Though the film alternates between reality and fiction, it also bounces between past and present, before and after. Susan’s sleepless nights reading are interrupted by early memories of her marriage to Edward nearly twenty years ago. We see a different version of Susan in these scenes, then an optimistic and lively grad student determined to remove herself from the comfortable, “bourgeois” lifestyle relished by her wealthy, rather abominable Texas elite mother (Laura Linney). Back then, Edward was a fledgling writer invigorated by Susan’s potential future as an artist. But over time, Susan begins to yearn for a comfortable, “organized” life filled with goal-oriented results—hardly the life for two creatives. As the film reveals more about the progression and disintegration of Susan and Edward, the connections between their marriage and Edward’s book become achingly clear, as do the reasons for Susan’s current status as an icy, unhappy vampire.
Ford’s direction, alongside editor Joan Sobel and his cinematographer Seamus McGarvey, keeps the three timelines separate but intuitively interwoven. Carefully manicured scenes in the sterile L.A. art studios recall the first part of David Lynch’s Lost Highway, meticulously restrained and intentionally over-stylized, while the sprawling Texas landscapes seem dodgier, like something out of Lynch’s Wild at Heart.

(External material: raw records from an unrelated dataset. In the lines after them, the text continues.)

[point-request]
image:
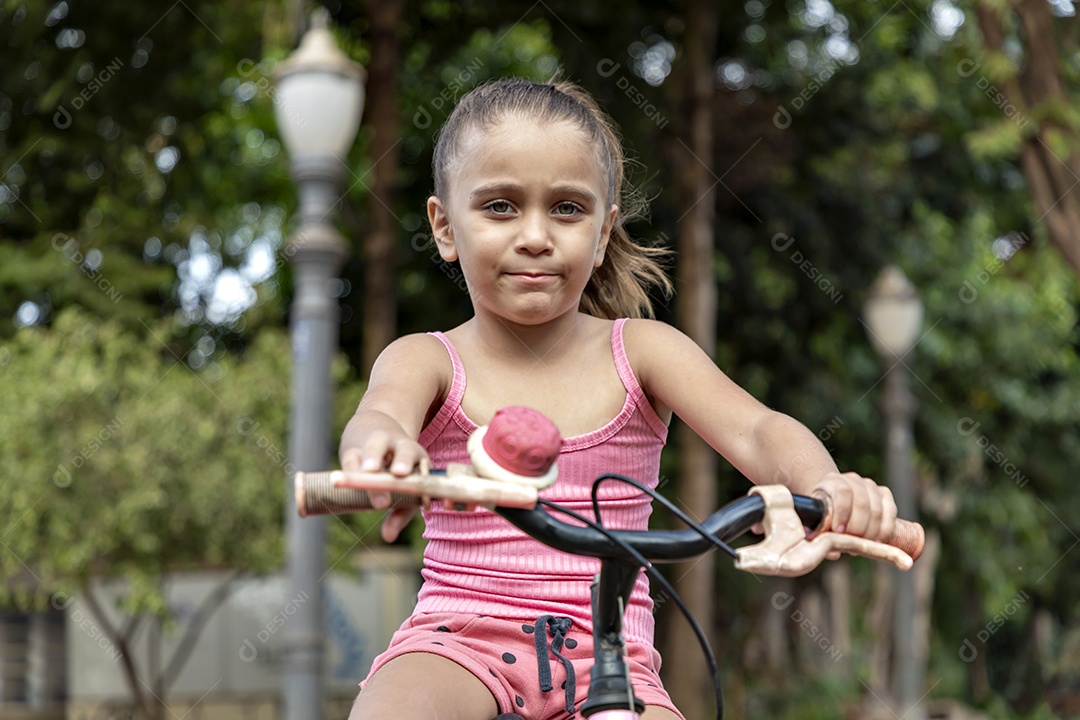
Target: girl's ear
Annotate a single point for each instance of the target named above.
(441, 229)
(605, 235)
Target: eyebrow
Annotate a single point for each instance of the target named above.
(569, 190)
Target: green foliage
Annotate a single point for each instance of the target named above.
(118, 460)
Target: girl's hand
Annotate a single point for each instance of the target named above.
(399, 454)
(860, 506)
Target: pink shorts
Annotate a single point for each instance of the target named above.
(502, 653)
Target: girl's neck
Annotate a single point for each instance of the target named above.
(527, 341)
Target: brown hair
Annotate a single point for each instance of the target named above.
(620, 286)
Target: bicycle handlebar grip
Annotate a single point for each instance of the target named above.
(315, 494)
(908, 537)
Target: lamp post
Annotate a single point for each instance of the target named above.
(318, 103)
(894, 316)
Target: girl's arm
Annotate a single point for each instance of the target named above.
(766, 446)
(407, 381)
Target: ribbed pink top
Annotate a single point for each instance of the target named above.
(477, 562)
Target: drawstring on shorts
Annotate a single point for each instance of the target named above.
(558, 627)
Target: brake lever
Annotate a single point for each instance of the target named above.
(786, 552)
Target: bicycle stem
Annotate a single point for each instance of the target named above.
(610, 692)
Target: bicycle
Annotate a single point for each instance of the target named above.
(785, 551)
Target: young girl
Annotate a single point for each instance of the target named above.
(528, 184)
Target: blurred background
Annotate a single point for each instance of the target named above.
(790, 152)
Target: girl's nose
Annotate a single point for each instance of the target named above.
(535, 235)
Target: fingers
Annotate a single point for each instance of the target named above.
(382, 451)
(860, 506)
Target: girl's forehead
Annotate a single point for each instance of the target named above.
(525, 149)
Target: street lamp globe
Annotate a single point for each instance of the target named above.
(319, 95)
(893, 313)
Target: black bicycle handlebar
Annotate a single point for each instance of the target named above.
(726, 524)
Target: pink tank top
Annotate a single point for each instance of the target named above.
(478, 564)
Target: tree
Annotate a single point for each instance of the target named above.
(133, 465)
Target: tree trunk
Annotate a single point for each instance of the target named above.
(380, 306)
(1053, 175)
(687, 677)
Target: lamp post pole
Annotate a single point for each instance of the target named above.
(894, 316)
(318, 106)
(900, 407)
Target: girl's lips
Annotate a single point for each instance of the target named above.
(532, 277)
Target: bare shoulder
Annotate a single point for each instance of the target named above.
(419, 351)
(652, 349)
(650, 342)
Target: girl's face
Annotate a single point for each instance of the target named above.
(527, 216)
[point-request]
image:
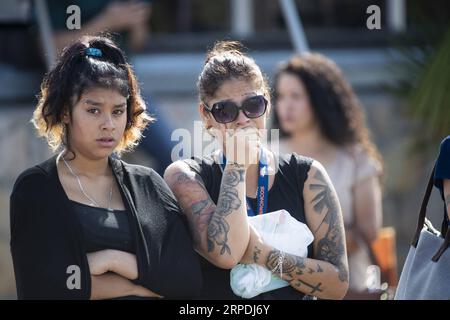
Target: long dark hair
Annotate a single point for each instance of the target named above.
(335, 106)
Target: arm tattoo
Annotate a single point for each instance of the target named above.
(331, 247)
(201, 210)
(228, 201)
(293, 267)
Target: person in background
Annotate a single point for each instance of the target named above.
(320, 117)
(127, 18)
(84, 224)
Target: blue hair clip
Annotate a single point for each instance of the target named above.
(93, 52)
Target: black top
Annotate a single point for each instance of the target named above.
(286, 193)
(103, 229)
(47, 245)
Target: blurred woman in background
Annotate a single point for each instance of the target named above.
(320, 117)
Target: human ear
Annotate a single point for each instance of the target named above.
(206, 116)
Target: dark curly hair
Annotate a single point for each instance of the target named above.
(335, 106)
(76, 72)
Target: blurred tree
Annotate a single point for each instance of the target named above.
(425, 83)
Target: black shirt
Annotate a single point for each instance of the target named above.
(286, 193)
(47, 242)
(103, 229)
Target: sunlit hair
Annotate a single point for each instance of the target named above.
(74, 74)
(335, 106)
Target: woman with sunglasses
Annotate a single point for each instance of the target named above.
(84, 224)
(219, 191)
(320, 117)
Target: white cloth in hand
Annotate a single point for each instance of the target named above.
(281, 231)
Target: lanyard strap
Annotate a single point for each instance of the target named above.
(263, 185)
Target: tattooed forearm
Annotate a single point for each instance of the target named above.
(201, 211)
(331, 247)
(292, 267)
(228, 202)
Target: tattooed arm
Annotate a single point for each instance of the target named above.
(221, 231)
(326, 275)
(447, 195)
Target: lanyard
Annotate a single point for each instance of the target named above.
(263, 185)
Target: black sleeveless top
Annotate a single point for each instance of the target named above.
(103, 229)
(286, 193)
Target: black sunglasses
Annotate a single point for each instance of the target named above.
(227, 111)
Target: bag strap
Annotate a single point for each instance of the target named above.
(423, 209)
(421, 221)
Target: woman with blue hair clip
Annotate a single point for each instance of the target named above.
(84, 224)
(218, 192)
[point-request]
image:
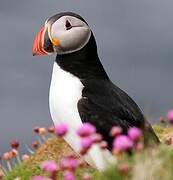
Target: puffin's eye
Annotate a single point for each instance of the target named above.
(68, 25)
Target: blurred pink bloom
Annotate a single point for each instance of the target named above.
(96, 138)
(115, 131)
(49, 166)
(122, 143)
(103, 145)
(42, 131)
(86, 176)
(86, 143)
(14, 144)
(38, 178)
(51, 129)
(170, 116)
(86, 129)
(69, 163)
(14, 152)
(69, 176)
(134, 134)
(7, 156)
(61, 129)
(25, 157)
(36, 130)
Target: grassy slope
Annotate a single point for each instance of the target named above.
(152, 164)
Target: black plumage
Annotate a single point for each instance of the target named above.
(103, 104)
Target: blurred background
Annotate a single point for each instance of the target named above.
(135, 44)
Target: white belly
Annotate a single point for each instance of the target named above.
(65, 92)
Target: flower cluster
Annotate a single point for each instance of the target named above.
(123, 142)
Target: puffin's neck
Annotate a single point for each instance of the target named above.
(84, 64)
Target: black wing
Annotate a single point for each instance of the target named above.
(105, 105)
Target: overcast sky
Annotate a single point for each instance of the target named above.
(135, 42)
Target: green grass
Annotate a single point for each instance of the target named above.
(151, 164)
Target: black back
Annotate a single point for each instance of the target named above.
(102, 104)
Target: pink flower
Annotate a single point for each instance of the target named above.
(115, 131)
(38, 178)
(134, 134)
(69, 163)
(122, 143)
(69, 176)
(86, 143)
(14, 144)
(170, 116)
(86, 130)
(49, 166)
(61, 129)
(25, 157)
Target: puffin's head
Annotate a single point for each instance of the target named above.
(62, 33)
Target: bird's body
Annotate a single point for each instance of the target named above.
(81, 91)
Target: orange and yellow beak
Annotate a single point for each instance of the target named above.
(38, 46)
(44, 43)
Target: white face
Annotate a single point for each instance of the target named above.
(71, 33)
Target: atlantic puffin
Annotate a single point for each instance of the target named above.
(80, 89)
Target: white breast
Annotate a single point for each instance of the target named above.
(65, 92)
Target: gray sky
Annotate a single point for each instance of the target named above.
(135, 41)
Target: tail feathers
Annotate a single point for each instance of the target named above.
(150, 138)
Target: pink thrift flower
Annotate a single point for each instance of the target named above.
(69, 163)
(170, 116)
(14, 144)
(86, 143)
(61, 129)
(134, 134)
(49, 166)
(69, 176)
(38, 178)
(115, 131)
(122, 143)
(86, 129)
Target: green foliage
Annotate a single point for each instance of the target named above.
(151, 164)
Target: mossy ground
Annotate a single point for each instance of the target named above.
(151, 164)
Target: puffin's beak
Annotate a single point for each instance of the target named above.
(38, 46)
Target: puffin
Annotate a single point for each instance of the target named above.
(80, 89)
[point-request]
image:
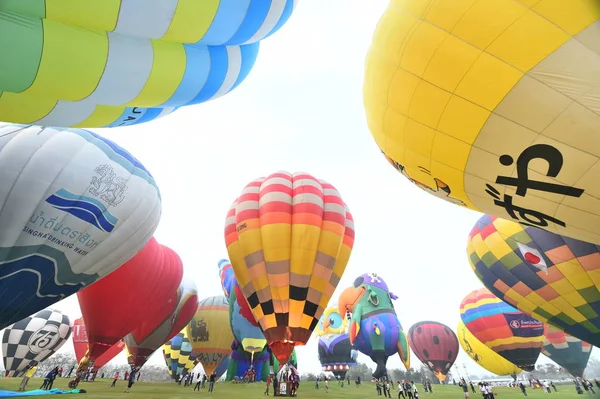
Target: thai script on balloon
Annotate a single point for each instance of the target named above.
(523, 184)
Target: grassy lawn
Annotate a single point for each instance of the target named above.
(101, 389)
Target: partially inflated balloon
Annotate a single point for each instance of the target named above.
(34, 339)
(151, 333)
(210, 333)
(289, 238)
(130, 297)
(493, 105)
(435, 345)
(553, 278)
(568, 352)
(73, 208)
(484, 356)
(510, 333)
(113, 63)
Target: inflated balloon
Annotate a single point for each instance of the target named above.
(289, 238)
(210, 333)
(125, 62)
(74, 207)
(374, 327)
(165, 323)
(493, 105)
(336, 353)
(435, 345)
(510, 333)
(131, 297)
(34, 339)
(568, 352)
(552, 278)
(484, 356)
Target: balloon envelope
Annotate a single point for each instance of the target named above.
(73, 208)
(289, 238)
(34, 339)
(552, 278)
(121, 63)
(484, 356)
(128, 298)
(209, 332)
(435, 345)
(491, 105)
(568, 352)
(510, 333)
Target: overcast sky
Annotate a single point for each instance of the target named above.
(300, 109)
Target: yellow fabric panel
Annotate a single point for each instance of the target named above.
(191, 20)
(166, 75)
(101, 15)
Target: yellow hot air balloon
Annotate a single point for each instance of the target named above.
(289, 238)
(210, 332)
(484, 356)
(493, 105)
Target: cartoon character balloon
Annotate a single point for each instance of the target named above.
(209, 332)
(552, 278)
(138, 294)
(374, 327)
(134, 61)
(492, 105)
(568, 352)
(435, 345)
(74, 207)
(34, 339)
(289, 238)
(336, 353)
(510, 333)
(151, 333)
(484, 356)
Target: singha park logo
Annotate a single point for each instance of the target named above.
(106, 187)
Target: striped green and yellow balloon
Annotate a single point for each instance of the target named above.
(108, 63)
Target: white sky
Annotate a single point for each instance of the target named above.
(300, 109)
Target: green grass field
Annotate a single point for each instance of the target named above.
(101, 389)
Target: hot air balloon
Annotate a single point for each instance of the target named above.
(151, 333)
(552, 278)
(107, 65)
(34, 339)
(568, 352)
(179, 353)
(510, 333)
(374, 327)
(81, 346)
(74, 206)
(130, 297)
(336, 353)
(209, 332)
(289, 238)
(492, 105)
(484, 356)
(435, 345)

A studied film buff, Ford uses his obvious knowledge of other filmmakers and aestheticizes his timelines, but he’s not so self-serious as to avoid some humor. Once again taking a cue from Lynch, there’s an intentional camp value to Linney’s scene, as her caked-on makeup and pearls remind us of Diane Ladd in Wild at Heart, whereas Shannon’s dry matter-of-factness is a hoot. Beyond his obvious eye for colors and composition in nearly every scene, Ford develops intricate characters, helping Adams create a monumental performance (her second in 2016, after Arrival). Gyllenhaal, Shannon, and Taylor-Johnson are all incredibly effective as well.
Ford adopts the aforementioned style of Lynch, but also a wonderfully melodramatic, Sirkian edge in the present-day scenes. Elsewhere, the director evokes Hitchcock when the hypnotic score by Abel Korzeniowski seems to channel Bernard Herrmann. For all his stylistic influence and homage, Ford maintains the structural balancing act of Nocturnal Animals quite well, only faltering because Susan remains a passive protagonist whose conflict exists only in her mind. Although the final, terrifically acted scene completes the existential journey of the film, upon reflection Nocturnal Animals is really about Susan reading a book and thinking about her life, while nothing much actually happens. That’s both the genius and somewhat disappointing reality of this film. From this, it might be tempting to describe Ford’s efforts as the empty work of a formalist, except the film’s emotions remain profound, unnerving, and at times downright spellbinding.